A brief spell of rain has given the region a respite from drier-than normal conditions that triggered an early start to fire season, but it won't last. That's why a bill pending in Congress to change how wildland firefighting is funded is more important than ever.

Despite increasingly severe wildfires in recent years, firefighting is still not funded on a par with other disasters, such as hurricanes and earthquakes. The thinking has been that fires are a normal, every-year occurrence, not something unexpected.

But when conditions are right, a routine fire can erupt into a major conflagration, quickly sucking up the money set aside to fight it.

When that happens, forest agencies have raided money budgeted for forest thinning and fire prevention projects to cover firefighting expenses. Perhaps only government could apply such through-the-looking glass logic, but that is the reality.

Firefighting budgets are determined based on a 10-year average of the cost of wildfires. Actual costs have exceeded the budget in eight of the past 10 years. Last year, firefighting costs were over budget by $500 million; this year, the Forest Service and the Department of the Interior, which includes the Bureau of Land Management, estimate they will exceed the budget by $470 million.

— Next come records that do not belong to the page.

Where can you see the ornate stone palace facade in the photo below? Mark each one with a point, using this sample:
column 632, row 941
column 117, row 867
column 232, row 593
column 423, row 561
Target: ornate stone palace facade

Sens. Ron Wyden, D-Ore., Mark Crapo, R-Idaho, and 12 Senate co-sponsors on both sides of the aisle are urging swift passage of a bill that would change the way firefighting is paid for. It would allow tapping federal disaster funds when firefighting costs exceed 70 percent of the 10-year average, and would place a higher priority on wildfire prevention funding.

The bill would not increase federal spending overall — the government has always fully funded wildfire suppression and will continue to do so. But it would end the short-sighted practice of robbing prevention funds to pay for suppression.

Wyden, Crapo and the bill's co-sponsors sent a letter on Thursday to Majority Leader Harry Reid, urging him to bring the bill to the Senate floor for a full vote or find another piece of legislation to advance it. President Obama already included the terms of the bill in his budget proposal to Congress, so his support is assured.

Here in the Rogue Valley, firefighters already have responded to fires that could have turned destructive, and summer has barely begun. The Two Bulls fire near Bend grew to 7,000 acres before more than 1,000 firefighters were able to bring it under control.

Local forest officials declared the start of fire season on June 2, the earliest start since 1994.

There is no time to lose. The Senate should take up S. 1875, the Wildfire Disaster Funding Act, without delay.